Framing and Interpretation

In Michael Bird’s Four Views On The Apostle Paul, for my brief review see here, each of the authors was asked to give their thoughts on, “What is the best framework for describing Paul’s theological perspective?” And in my opinion, one of the most interesting things about the book was examining how influential each author’s answer to this one question is on their overall reading of Paul.

Without going into detail, here is my view of their answers to the framework question:

1. Tom Schreiner – the now, not yet nature of Paul’s gospel (he also refers to as prophecy fulfilled (now), mystery revealed (not yet))

2. Luke Timothy Johnson – a balance of religious experience (Paul’s and his readers) and cultural heritage (Jewish and Greco-Roman)

3. Douglas Campbell –   revealed (revelation as the basis for Paul’s thinking on God), triune (the Trinity as the God who is revealed), missional (Paul is called to participate in the loving mission of God)…the primary focus is revelation (Greek apokalypto)

4. Mark Nanos –  Paul (who never left Judaism and continued to be Torah observant) wrote from the viewpoint that because the Messiah had come the new age had come (the addition of the non-Jews was the sign of the coming)

Now lets look at how two of authors perceives the overall objective of Paul (obviously grossly understated) and how I think the framework plays a major role in determining their perception:

1. Tom Schreiner – Christ-Centered and Cross-Focused: Schreiner starts with defining the problem – sin, judgment, wrath and beginning with grace shows how humanity’s salvation (reversal of the problem) is secured in cross. Schreiner’s account focuses on the what has been done and I believe this arises mainly from his now, not framework (must focus on the now, especially given the not yet is seen as mystery).
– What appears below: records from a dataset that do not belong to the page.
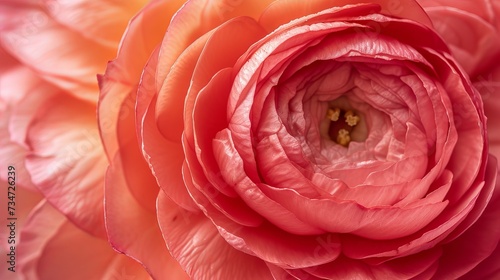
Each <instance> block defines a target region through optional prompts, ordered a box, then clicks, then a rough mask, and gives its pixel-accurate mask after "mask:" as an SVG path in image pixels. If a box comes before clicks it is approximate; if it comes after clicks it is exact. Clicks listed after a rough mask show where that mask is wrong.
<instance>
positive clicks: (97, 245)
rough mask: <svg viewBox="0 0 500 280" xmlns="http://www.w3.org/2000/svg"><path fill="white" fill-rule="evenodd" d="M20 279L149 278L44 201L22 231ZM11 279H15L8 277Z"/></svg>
mask: <svg viewBox="0 0 500 280" xmlns="http://www.w3.org/2000/svg"><path fill="white" fill-rule="evenodd" d="M21 240H22V242H21V244H20V245H19V246H18V254H19V266H20V268H21V269H20V270H21V271H20V272H21V279H29V280H37V279H75V280H76V279H82V280H83V279H85V280H86V279H115V278H117V279H125V278H124V276H130V275H132V276H133V277H134V279H150V278H149V276H148V275H147V273H145V271H144V270H143V269H142V268H141V267H140V266H139V265H138V264H137V263H135V262H133V261H132V260H130V259H128V258H127V257H125V256H121V255H119V254H117V253H116V252H115V251H113V250H112V249H111V248H110V247H109V244H108V243H107V242H106V240H103V239H100V238H96V237H94V236H92V235H89V234H87V233H85V232H84V231H82V230H80V229H79V228H77V227H75V226H74V225H73V224H72V223H70V222H69V221H68V220H66V218H65V217H64V216H63V215H62V214H61V213H59V212H58V211H57V210H56V209H54V208H53V207H51V206H50V205H49V204H48V203H47V202H45V201H43V202H41V203H40V204H39V205H38V207H37V208H36V209H35V210H34V212H33V213H32V214H31V216H30V218H29V220H28V222H27V224H26V227H25V228H23V230H22V232H21ZM9 279H12V278H9Z"/></svg>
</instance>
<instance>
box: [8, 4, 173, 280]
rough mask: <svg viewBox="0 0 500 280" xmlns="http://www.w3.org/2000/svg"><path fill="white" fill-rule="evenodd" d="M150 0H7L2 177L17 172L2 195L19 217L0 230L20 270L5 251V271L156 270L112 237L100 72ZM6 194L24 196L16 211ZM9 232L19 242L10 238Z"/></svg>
mask: <svg viewBox="0 0 500 280" xmlns="http://www.w3.org/2000/svg"><path fill="white" fill-rule="evenodd" d="M141 5H142V4H141V3H140V2H135V1H127V2H124V3H123V4H117V3H111V2H109V1H97V2H96V1H94V2H92V3H90V2H86V1H28V0H26V1H24V0H22V1H2V3H0V61H2V63H1V67H0V135H1V140H0V141H1V145H0V155H1V156H0V158H1V159H2V161H1V162H0V168H1V171H0V174H1V175H0V178H1V180H2V182H11V181H12V180H13V179H12V178H9V177H12V176H13V177H14V178H15V180H16V184H15V185H16V189H15V192H14V193H15V195H13V196H11V195H9V197H12V198H9V197H7V187H5V193H3V194H2V195H1V196H0V197H1V198H0V199H1V201H2V203H1V205H2V211H1V216H0V217H2V221H7V215H9V217H11V216H13V217H15V218H16V220H15V226H14V227H13V228H15V229H14V231H13V232H14V233H11V231H10V230H9V231H8V232H7V231H5V230H4V229H5V228H2V230H1V231H0V232H1V237H2V238H1V239H2V244H1V249H0V252H1V253H2V256H4V259H5V256H6V254H8V253H10V252H11V251H14V252H15V254H16V259H15V262H14V263H12V264H10V263H9V264H8V265H9V267H12V268H13V269H12V270H15V272H13V271H10V270H8V269H7V266H6V265H5V261H2V266H1V268H2V271H1V272H0V278H1V279H30V280H31V279H114V278H117V279H118V278H119V279H124V277H125V276H126V275H133V276H134V277H135V278H134V279H150V276H149V274H148V273H147V271H146V270H144V269H143V267H141V265H140V264H138V263H137V262H135V261H134V260H131V259H130V258H128V257H127V256H124V255H121V254H118V253H117V252H116V251H114V250H113V249H112V247H111V246H110V245H109V242H108V237H107V233H106V230H105V226H104V206H103V196H104V195H103V187H104V174H105V172H106V168H107V165H108V162H107V158H106V156H105V153H104V151H103V147H102V143H101V140H100V136H99V132H98V126H97V121H96V103H97V100H98V94H99V91H98V83H97V77H96V75H97V73H102V72H103V71H104V70H105V66H106V63H107V62H108V61H109V60H110V59H112V58H113V57H114V55H115V53H116V50H117V47H118V44H119V40H120V38H121V35H122V32H123V31H124V29H125V27H126V25H127V22H128V20H129V18H131V17H132V15H133V14H134V13H135V12H136V11H137V10H138V9H139V8H140V7H141ZM89 14H91V15H92V16H91V17H89V16H88V15H89ZM9 166H10V167H13V168H11V169H13V170H14V171H15V174H14V175H12V174H10V173H8V170H10V169H9ZM6 184H7V183H6ZM2 186H4V184H3V183H2ZM2 189H3V187H2ZM7 202H15V207H14V208H15V211H14V212H13V215H11V214H10V213H7V206H6V205H7ZM9 205H10V204H9ZM13 205H14V204H13ZM3 206H5V208H3ZM9 221H10V220H9ZM152 230H154V229H152ZM156 230H157V231H158V232H159V229H158V227H156ZM10 236H13V237H15V238H13V240H15V242H13V243H7V241H6V240H8V237H10ZM3 241H5V242H3ZM11 246H14V249H12V247H11ZM8 258H10V257H8ZM9 260H10V259H9ZM166 263H168V260H167V262H166ZM170 263H172V264H173V265H175V262H172V261H170Z"/></svg>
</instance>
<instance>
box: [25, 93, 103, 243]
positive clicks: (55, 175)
mask: <svg viewBox="0 0 500 280" xmlns="http://www.w3.org/2000/svg"><path fill="white" fill-rule="evenodd" d="M75 124H78V125H75ZM27 144H28V146H29V147H30V150H31V153H30V155H28V157H27V159H26V166H27V169H28V171H29V172H30V174H31V177H32V180H33V182H34V183H35V185H36V186H37V188H38V189H39V190H40V191H41V193H42V194H43V195H44V196H45V197H46V198H47V200H48V201H49V202H50V203H52V204H53V205H54V206H55V207H56V208H57V209H59V210H60V211H61V212H63V213H64V214H65V215H67V216H68V218H69V219H70V220H71V221H73V222H74V223H75V224H77V225H78V226H79V227H81V228H82V229H84V230H86V231H87V232H89V233H92V234H94V235H96V236H101V237H104V236H105V232H104V212H103V205H102V202H103V192H102V188H103V183H104V171H105V169H106V166H107V164H108V163H107V161H106V158H105V157H104V152H103V149H102V145H101V141H100V139H99V133H98V130H97V126H96V123H95V107H94V105H93V104H88V103H85V102H82V101H81V100H78V99H75V98H73V97H70V96H67V95H58V96H56V97H54V98H52V99H50V100H48V101H47V102H46V103H45V104H43V105H42V106H40V108H39V110H38V112H37V115H36V118H35V120H34V121H33V122H32V123H31V124H30V125H29V128H28V136H27Z"/></svg>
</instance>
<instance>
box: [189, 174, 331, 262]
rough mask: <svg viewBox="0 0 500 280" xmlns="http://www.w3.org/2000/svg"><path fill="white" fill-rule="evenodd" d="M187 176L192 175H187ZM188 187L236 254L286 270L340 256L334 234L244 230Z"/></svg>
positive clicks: (193, 197)
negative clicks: (311, 234)
mask: <svg viewBox="0 0 500 280" xmlns="http://www.w3.org/2000/svg"><path fill="white" fill-rule="evenodd" d="M186 174H187V175H186V176H190V175H191V174H189V172H187V171H186ZM186 180H187V178H186ZM188 187H189V188H190V189H189V190H190V193H191V195H192V196H193V199H194V200H195V201H196V203H198V205H199V207H200V208H201V209H203V211H204V212H205V213H206V215H207V216H208V217H209V218H210V220H212V222H213V223H214V224H215V225H216V226H217V228H218V230H219V234H220V235H221V236H222V237H223V238H224V239H225V240H226V242H228V243H229V244H231V245H232V246H233V247H234V248H236V249H238V250H239V251H242V252H245V253H247V254H251V255H254V256H257V257H258V258H260V259H261V260H264V261H266V262H269V263H273V264H276V265H278V266H281V267H286V268H296V267H299V268H300V267H309V266H313V265H318V264H323V263H327V262H330V261H333V260H335V259H336V258H337V257H338V256H339V253H340V243H339V242H340V240H339V237H338V236H337V235H336V234H328V233H327V234H322V235H300V236H299V235H295V234H290V233H288V232H286V231H282V230H281V229H279V228H277V227H275V226H273V225H271V224H269V223H263V224H262V225H261V226H259V227H244V226H241V225H239V224H236V223H234V222H233V221H232V220H230V219H229V218H227V217H226V216H225V215H224V214H223V213H221V212H220V211H219V210H218V209H216V208H215V207H214V206H212V205H211V204H210V203H209V202H208V201H207V198H206V197H205V196H203V195H202V194H200V193H199V192H197V190H196V189H194V188H192V187H191V186H190V184H188Z"/></svg>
I think this accounts for, what I would consider to be a weakness in Schreiner’s account, the lack of attention given to resurrection. It is not that the resurrection is completed neglected, but since it falls in the realm of not yet (at least for all except Jesus Christ) it gets treated as a secondary issue. I would not want to suggest that Schreiner actually believes the resurrection is a secondary issue, only if one decides to work within the now, not yet framework this is a natural (necessary?) result.
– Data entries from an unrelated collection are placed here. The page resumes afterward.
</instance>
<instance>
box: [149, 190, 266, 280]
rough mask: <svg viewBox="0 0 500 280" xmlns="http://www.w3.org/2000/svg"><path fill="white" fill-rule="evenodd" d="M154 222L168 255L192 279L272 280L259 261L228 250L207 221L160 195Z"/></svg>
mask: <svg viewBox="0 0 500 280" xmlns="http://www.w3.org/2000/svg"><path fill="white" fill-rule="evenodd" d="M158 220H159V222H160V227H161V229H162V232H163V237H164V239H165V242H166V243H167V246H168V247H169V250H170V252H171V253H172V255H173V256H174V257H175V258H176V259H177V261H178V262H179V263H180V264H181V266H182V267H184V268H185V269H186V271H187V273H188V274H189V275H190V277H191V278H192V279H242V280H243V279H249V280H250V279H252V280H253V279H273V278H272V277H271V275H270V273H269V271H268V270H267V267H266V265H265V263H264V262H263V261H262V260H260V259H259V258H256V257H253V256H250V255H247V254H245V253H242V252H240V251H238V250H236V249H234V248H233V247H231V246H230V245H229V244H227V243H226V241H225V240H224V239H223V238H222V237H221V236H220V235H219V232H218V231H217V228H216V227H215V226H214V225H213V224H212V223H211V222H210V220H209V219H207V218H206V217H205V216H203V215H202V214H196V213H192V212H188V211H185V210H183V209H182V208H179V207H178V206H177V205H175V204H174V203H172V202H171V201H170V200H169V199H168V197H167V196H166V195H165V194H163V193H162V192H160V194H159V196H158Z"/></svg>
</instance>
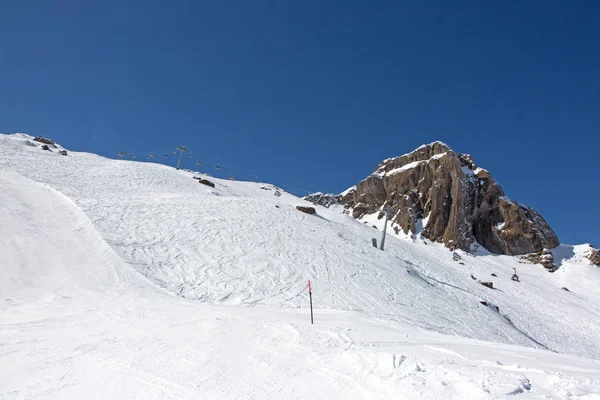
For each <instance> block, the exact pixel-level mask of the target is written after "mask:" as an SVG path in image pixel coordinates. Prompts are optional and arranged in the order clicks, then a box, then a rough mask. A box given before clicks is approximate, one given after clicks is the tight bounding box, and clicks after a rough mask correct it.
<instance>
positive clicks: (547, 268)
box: [521, 249, 558, 272]
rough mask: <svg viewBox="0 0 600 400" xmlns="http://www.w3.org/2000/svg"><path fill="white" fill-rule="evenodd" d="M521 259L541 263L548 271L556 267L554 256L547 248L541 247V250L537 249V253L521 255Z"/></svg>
mask: <svg viewBox="0 0 600 400" xmlns="http://www.w3.org/2000/svg"><path fill="white" fill-rule="evenodd" d="M521 259H523V260H527V261H530V262H532V263H534V264H541V265H542V266H543V267H544V268H546V269H547V270H548V271H550V272H554V271H556V270H557V269H558V267H557V266H556V263H555V262H554V256H553V255H552V252H551V251H550V250H548V249H543V250H542V251H538V252H537V253H531V254H527V255H524V256H521Z"/></svg>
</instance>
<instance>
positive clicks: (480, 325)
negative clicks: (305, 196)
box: [0, 135, 600, 399]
2. Luke Timothy Johnson – Rescue from Death: Johnson focuses on Christ’s rescuing humanity from alienation from God (death) and giving us a share in the life that is distinctive to God. While he agrees with Schreiner that there is now, not yet quality to this life, he believes Paul focuses on “in-between-time” of salvation where Christians are to conduct themselves in manner worthy of calling. This leads to an interesting distinction which I believe flows out of his framing of Paul’s thought. For the Johnson, the cross is crucial because there is tension between cross (history) and resurrection (experience) and in his account, the cross becomes the hermeneutical key to reinterpreting Torah, God’s gift, etc. While the cross is certainly hermeneutical, is it not also more than that? This is where the interaction between experience and heritage becomes the lens to understanding Paul, and reveals how his framing plays a crucial role in how he reads Paul.

Campbell’s revelatory and Nanos’ Jewish expectation viewpoints could be analyzed the same way, but for the sake of time (my time that is!) I think these two show how important framework is for interpretation. Framing is found in all interpretation, and I am not suggesting we need somehow to leave framework behind, just that we need to be conscious of how frameworks influence our readings.

That is why I found it so interesting in this book, the authors had to explicitly state their framework along with their interpretation. With the frameworks there for all to see, their influence became obvious. And it led me to think,

Am I aware of my own framework for interpreting Paul? Could I write it down for all to see and analyze?

Can I see the influence my framework is having on my interpretation (both good and bad)?

Does my framework so override my interpreting that the text is never allowed to question it?